People to Watch 2018
Tyler Akidau
Senior Staff Software Engineer (Google)
Founding Member of Apache Beam PMC
Tyler Akidau is a senior staff software engineer at Google, where he is the technical lead for the Data Processing Languages & Systems group, responsible for Google’s Apache Beam efforts, Google Cloud Dataflow, and internal data processing tools like Google Flume, MapReduce, and MillWheel. His also a founding member of the Apache Beam PMC. Though deeply passionate and vocal about the capabilities and importance of stream processing, he is also a firm believer in batch and streaming as two sides of the same coin, with the real endgame for data processing systems the seamless merging between the two. He is the main author of the Dataflow Model paper, the Streaming 101 and Streaming 102 articles, and the upcoming Streaming Systems book. His preferred mode of transportation is by cargo bike, with his two young daughters in tow.
Datanami: Congratulations on being named a Datanami Person to Watch in 2018! Apache Beam has emerged as an important unifying framework for building applications that process data in batch and in real time. Why has this shift to a new continuous processing paradigm been so difficult?
Tyler Akidau: Thanks for the nomination and the chance to chat. I think there are a few aspects to the difficulty in shifting to a new approach.
Firstly, I like how you phrased the question as “continuous processing” paradigm, not stream processing. The focus for continuous processing is so often on low-latency streaming engines, but the fact remains that batch engines continue to provide an attractive alternative for a broad set of continuous processing use cases that don’t demand ultra-low latency. We’ve seen this at Google, as our batch engine (evolved from the original MapReduce, and available in our serverless data processing offering Google Cloud Dataflow) continues to advance the state of the art, with things like pervasive auto-tuning and dynamic scaling. From a cost/performance perspective, you just can’t beat that with a streaming engine, and as you deal with larger and larger data sets, that cost difference becomes all the more important. So folks continue to use our batch engine to solve a number of continuous processing problems where resource cost is the dominating constraint. In my opinion, we as an industry still have not embraced the full system-level integration of these two approaches (high-throughput batch and low-latency streaming) in a way that completely obviates the need for there to even be a choice. Until we do, broad adoption of a truly continuous processing paradigm will remain an unattainable goal.
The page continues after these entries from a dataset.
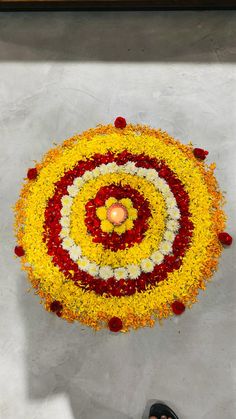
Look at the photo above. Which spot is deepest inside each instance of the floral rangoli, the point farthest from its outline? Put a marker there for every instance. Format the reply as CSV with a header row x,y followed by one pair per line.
x,y
120,226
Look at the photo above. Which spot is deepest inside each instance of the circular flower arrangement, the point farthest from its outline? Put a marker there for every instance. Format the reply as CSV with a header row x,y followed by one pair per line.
x,y
120,226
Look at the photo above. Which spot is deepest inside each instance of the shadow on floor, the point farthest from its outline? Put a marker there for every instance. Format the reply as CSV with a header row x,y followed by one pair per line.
x,y
119,36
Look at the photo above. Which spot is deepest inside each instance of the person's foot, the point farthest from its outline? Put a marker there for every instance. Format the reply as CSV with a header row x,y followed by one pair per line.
x,y
161,411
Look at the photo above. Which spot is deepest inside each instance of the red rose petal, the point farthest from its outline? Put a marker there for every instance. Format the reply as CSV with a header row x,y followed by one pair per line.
x,y
178,307
32,173
115,324
56,307
120,122
19,251
225,238
199,153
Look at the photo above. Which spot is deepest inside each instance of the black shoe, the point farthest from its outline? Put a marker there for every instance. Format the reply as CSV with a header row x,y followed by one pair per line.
x,y
158,410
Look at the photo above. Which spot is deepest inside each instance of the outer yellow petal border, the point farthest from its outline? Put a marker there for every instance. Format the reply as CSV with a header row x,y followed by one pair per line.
x,y
200,261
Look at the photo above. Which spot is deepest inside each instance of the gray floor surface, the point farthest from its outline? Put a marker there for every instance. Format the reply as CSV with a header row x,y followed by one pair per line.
x,y
61,73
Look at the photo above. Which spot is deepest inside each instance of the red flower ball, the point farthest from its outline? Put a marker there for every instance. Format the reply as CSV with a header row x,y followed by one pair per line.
x,y
178,307
120,122
225,238
115,324
199,153
56,306
32,173
19,251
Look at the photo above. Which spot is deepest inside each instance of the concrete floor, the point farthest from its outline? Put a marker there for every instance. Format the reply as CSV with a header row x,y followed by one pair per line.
x,y
59,74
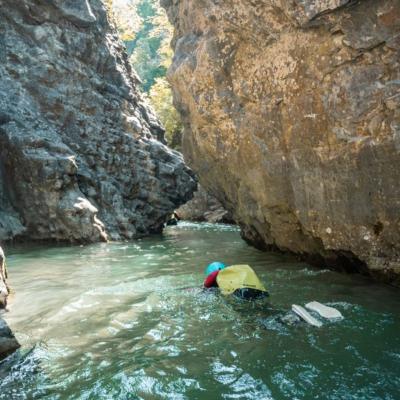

Beyond that, continuous processing often incorporates the element of time into the equation. That added dimension alone increases the complexity considerably, and we as an industry haven’t always had the best tools available for dealing with time. And when you throw things like out-of-order data into the mix, it just complicates things even further. We’ve tried to improve things in this realm with our approach in Apache Beam, and I think we’ve made some good progress. But there’s always more room for improvement.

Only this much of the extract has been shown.